海軍の宣伝映画のような趣向です。予科練に志願する少年の成長を描いている前半部分はあまり面白くないです。
後半の1/3くらいが真珠湾攻撃とマレー沖の攻撃シーンです。
本物の海軍の空母と航空機が出てくるので、軍事マニアは萌え萌えかと思います。(私はあまり詳しくないのでちょっと残念です。)
ゼロ戦、97式艦攻、と陸上の爆撃機(形式わからん)の実物が出てきます。
愛知急降下爆撃機(模型のみ)も出てくる。
特撮の真珠湾の模型はかなり良くできています。
破壊シーンも凄い。

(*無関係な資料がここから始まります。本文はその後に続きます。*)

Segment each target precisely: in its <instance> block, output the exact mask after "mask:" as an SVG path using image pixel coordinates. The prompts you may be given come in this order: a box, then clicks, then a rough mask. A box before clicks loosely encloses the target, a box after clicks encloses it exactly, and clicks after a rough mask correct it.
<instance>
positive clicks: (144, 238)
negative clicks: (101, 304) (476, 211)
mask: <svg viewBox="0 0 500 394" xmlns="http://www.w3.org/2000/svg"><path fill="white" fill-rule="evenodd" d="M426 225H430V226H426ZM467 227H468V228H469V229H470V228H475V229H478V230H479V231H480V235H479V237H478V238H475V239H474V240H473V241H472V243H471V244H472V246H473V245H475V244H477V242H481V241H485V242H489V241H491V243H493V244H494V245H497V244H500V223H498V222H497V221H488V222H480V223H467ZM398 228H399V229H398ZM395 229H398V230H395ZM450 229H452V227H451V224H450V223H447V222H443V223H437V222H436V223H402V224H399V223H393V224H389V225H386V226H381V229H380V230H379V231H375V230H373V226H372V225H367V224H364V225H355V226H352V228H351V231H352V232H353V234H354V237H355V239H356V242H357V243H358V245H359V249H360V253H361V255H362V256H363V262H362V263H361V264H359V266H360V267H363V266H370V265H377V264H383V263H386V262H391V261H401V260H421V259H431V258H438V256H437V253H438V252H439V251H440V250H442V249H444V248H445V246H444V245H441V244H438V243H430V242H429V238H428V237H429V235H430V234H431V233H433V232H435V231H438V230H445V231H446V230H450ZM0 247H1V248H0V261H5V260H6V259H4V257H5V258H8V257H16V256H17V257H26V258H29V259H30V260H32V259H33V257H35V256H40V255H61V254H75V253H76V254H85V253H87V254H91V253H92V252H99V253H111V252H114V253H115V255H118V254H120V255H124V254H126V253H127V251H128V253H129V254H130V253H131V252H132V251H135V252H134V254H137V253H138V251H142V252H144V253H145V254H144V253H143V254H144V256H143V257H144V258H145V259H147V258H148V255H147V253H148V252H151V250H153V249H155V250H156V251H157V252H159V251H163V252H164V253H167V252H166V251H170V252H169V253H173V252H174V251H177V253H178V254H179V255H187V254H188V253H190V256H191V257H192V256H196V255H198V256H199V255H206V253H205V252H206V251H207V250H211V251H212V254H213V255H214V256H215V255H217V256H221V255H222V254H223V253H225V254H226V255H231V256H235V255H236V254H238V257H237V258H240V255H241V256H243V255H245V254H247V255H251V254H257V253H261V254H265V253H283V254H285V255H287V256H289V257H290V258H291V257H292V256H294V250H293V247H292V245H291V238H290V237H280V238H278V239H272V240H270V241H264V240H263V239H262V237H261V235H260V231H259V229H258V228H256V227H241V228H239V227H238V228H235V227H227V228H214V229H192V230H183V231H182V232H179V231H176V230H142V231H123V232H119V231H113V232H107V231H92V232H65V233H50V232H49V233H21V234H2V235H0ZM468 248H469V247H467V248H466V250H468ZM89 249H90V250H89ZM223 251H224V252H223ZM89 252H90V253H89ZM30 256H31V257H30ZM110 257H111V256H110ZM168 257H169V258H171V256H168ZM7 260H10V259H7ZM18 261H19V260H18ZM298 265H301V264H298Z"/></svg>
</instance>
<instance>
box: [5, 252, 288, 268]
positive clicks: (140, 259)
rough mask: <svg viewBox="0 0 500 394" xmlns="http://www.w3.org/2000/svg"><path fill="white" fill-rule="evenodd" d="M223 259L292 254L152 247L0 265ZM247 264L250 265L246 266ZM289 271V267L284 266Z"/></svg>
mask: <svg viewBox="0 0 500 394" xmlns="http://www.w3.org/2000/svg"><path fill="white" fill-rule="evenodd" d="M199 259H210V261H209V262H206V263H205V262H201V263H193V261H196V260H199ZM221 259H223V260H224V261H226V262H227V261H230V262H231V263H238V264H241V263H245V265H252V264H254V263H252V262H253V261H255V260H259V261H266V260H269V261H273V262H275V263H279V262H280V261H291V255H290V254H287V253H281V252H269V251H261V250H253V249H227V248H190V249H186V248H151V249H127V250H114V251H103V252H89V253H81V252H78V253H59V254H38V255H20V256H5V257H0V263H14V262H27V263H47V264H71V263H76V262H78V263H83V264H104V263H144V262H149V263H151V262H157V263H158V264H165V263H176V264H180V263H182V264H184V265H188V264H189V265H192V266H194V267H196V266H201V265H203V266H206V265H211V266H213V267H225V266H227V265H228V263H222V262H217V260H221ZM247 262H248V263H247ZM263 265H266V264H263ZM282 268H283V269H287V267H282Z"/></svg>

こっちも特撮マニアは萌え萌えです。
ラストは非常に格好良く終わります。
艦長のセリフが終わった瞬間に軍艦マーチがかかってイメージ映像が流れます。
軍艦の実写映像をテンポ良くつないだシーンです。
日本の戦艦の中でも最も格好良いと言われる長門と陸奥(たぶん)が出てきます。しかも主砲ぶっぱなしてる。
(私は扶桑の方が好き)
前述しましたが、ストーリーは一部大変間延びしており、娯楽作品と考えるとあまり面白くないです。
その割に本物の空母から発艦する航空機と、真珠湾攻撃の特撮の日本的職人芸は大変素晴らしく、
完全にオタク向け映画です。
若いネット世代の人が見たら変な方向に勘違いするんじゃないかなあ?と思いました。
「これ、カッコ良すぎるよ。やばいよ。」と思いました。
戦時中になんでこんな映画を作ったのか大変考えさせられます。
やっぱり日本はオタクの国なんだなあ…と。
地獄の黙示録も・・・・
マレー沖海戦場面で96式陸攻機がイギリス艦隊に襲い掛かる直前の場面は、地獄の黙示録で空騎兵が音響作戦(ワーグナーのワルキューレの騎行)を行うシーンで使われている。コッポラ監督もこの映画を参考にしたのではないかと考えられる。見た後の爽快感がなんともいえない。やはり力の象徴である軍事力は必要でないかと考える。古き良き時代の日本が映し出されていて、現在の若者と対比すると考えさせられる。